No-pan kissa (ノーパン喫茶, literally "no-panties cafe") is a Japanese term for cafes where the waitresses wear short skirts with no underwear. The floors, or sections of the floor, are often mirrored.
Customers order drinks and snacks and may look at, but not generally touch, the staff. The shops otherwise look like normal coffee shops, rather than sex establishments, although they charge around four times as much for coffee (typically 700 yen for a coffee). Previously most sex establishments had been establishments such as soaplands and pink salons with professional prostitutes. No-pan kissa were a popular employment choice amongst some women because they paid well and generally required little sexual contact with the customers. Many employees were college students who were earning extra money.
The first one to open was in Osaka in 1980  and then in Higashi-Nagasaki in Tokyo. Initially all of them were in remote areas outside the traditional entertainment districts. Within a year large numbers had opened in many more places, such as major railway stations.

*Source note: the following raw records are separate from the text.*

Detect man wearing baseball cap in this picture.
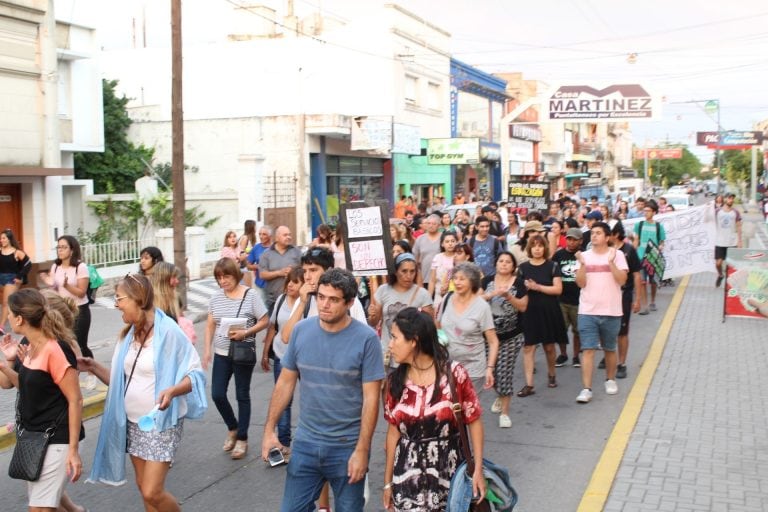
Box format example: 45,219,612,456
551,227,585,367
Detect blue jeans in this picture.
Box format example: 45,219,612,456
273,356,292,447
211,354,254,440
280,440,365,512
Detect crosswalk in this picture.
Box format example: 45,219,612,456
93,277,220,321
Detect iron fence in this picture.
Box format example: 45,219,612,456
82,238,155,267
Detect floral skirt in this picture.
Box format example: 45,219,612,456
127,419,184,462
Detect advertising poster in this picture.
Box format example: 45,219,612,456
724,249,768,320
507,182,550,214
340,201,393,277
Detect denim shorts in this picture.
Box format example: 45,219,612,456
578,314,621,351
0,273,16,286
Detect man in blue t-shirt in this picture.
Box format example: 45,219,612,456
261,268,384,512
246,225,273,301
470,215,500,276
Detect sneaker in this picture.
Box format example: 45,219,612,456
649,303,657,312
555,354,569,367
598,357,606,369
576,388,593,403
716,274,724,288
605,379,618,395
498,414,512,428
491,397,502,414
572,356,581,368
638,308,649,315
616,364,627,379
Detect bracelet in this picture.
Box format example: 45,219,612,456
382,482,393,491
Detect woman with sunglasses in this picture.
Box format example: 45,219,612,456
81,274,206,511
368,253,434,369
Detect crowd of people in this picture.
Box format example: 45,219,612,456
0,186,747,511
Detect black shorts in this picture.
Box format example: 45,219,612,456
714,246,729,261
619,292,632,336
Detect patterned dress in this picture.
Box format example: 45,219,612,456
384,362,482,511
484,280,525,396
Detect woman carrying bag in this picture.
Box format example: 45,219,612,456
203,258,269,459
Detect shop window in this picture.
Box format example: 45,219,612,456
457,91,490,141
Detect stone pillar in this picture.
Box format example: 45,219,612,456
155,228,174,264
185,226,206,280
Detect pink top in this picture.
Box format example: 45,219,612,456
50,263,90,307
220,246,240,262
575,249,628,317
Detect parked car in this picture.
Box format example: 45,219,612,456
666,185,689,196
664,194,693,211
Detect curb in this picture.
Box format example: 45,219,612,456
0,391,107,452
577,275,691,512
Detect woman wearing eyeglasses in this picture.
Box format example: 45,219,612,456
38,236,94,389
0,229,31,333
80,273,207,511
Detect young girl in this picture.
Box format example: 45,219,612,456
0,229,31,332
220,231,240,263
428,231,458,308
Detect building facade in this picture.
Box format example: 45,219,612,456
100,2,452,243
0,0,103,261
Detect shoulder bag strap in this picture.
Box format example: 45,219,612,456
446,362,475,474
124,341,145,397
407,284,420,306
439,291,454,322
273,293,287,332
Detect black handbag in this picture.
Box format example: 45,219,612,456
227,289,257,365
8,395,66,482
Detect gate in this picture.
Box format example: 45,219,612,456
263,173,298,238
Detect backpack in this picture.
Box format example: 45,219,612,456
637,221,661,245
83,263,104,304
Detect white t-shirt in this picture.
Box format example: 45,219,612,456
715,208,741,247
269,294,297,360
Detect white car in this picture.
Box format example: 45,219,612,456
666,185,689,196
664,194,693,211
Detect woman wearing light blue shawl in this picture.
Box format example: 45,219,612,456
78,274,206,511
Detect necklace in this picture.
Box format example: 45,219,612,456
411,359,434,372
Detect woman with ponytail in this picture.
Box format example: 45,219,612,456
381,307,486,511
0,289,84,511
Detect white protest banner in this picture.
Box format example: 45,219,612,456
348,240,388,276
346,206,383,239
622,204,716,280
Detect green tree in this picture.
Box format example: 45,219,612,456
632,146,701,187
74,79,155,193
716,149,764,185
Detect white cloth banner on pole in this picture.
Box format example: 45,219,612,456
621,204,717,280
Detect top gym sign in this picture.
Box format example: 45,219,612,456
543,84,660,122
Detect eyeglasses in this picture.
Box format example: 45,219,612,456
125,273,142,283
114,295,129,306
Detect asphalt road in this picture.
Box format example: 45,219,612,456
0,283,675,511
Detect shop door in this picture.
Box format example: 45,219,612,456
0,184,22,240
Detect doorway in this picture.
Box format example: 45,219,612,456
0,184,22,241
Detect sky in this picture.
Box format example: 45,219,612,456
85,0,768,164
293,0,768,163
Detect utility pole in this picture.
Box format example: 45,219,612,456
171,0,187,306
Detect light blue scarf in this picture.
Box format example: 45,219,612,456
87,308,207,486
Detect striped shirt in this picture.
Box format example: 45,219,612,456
208,289,268,356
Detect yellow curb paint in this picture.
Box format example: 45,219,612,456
577,275,690,512
0,391,107,452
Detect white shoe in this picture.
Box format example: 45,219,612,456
491,397,502,414
576,388,593,403
498,414,512,428
605,379,618,395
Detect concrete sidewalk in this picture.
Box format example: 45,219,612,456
593,269,767,511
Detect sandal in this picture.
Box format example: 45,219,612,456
548,375,558,388
231,440,248,460
517,385,535,397
222,431,237,452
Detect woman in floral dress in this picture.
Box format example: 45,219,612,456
382,308,486,511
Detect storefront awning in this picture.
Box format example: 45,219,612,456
564,173,589,180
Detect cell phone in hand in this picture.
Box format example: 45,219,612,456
267,447,286,467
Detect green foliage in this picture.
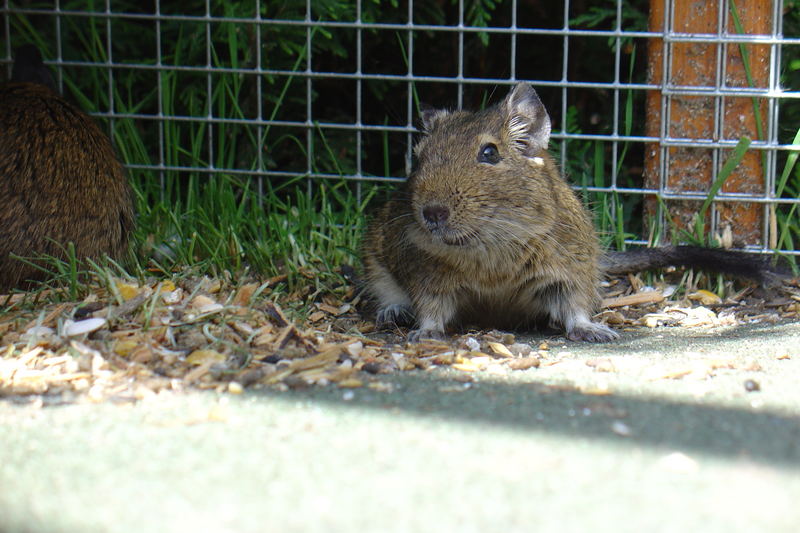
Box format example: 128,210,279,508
686,137,752,246
462,0,499,46
556,45,640,250
134,173,375,283
774,128,800,263
2,0,797,298
569,0,648,49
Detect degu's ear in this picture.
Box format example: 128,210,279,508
419,104,450,133
12,44,56,91
503,83,551,157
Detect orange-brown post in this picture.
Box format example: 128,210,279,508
645,0,771,245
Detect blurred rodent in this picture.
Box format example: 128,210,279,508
0,45,135,291
361,83,788,343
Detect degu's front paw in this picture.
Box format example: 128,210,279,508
407,328,447,343
376,304,415,329
566,322,619,343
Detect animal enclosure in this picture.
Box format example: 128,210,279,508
2,0,799,263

In the peak of the boom in these shops in the 1980s, many started to have topless or bottomless waitresses. However, at this point the number of such shops started to decline rapidly.
Eventually such coffee shops gave way to fashion health clubs, and few, if any, remain. The New Amusement Business Control and Improvement Act came into force on February 13, 1985, which further restricted the sex industry, and protected the more traditional businesses.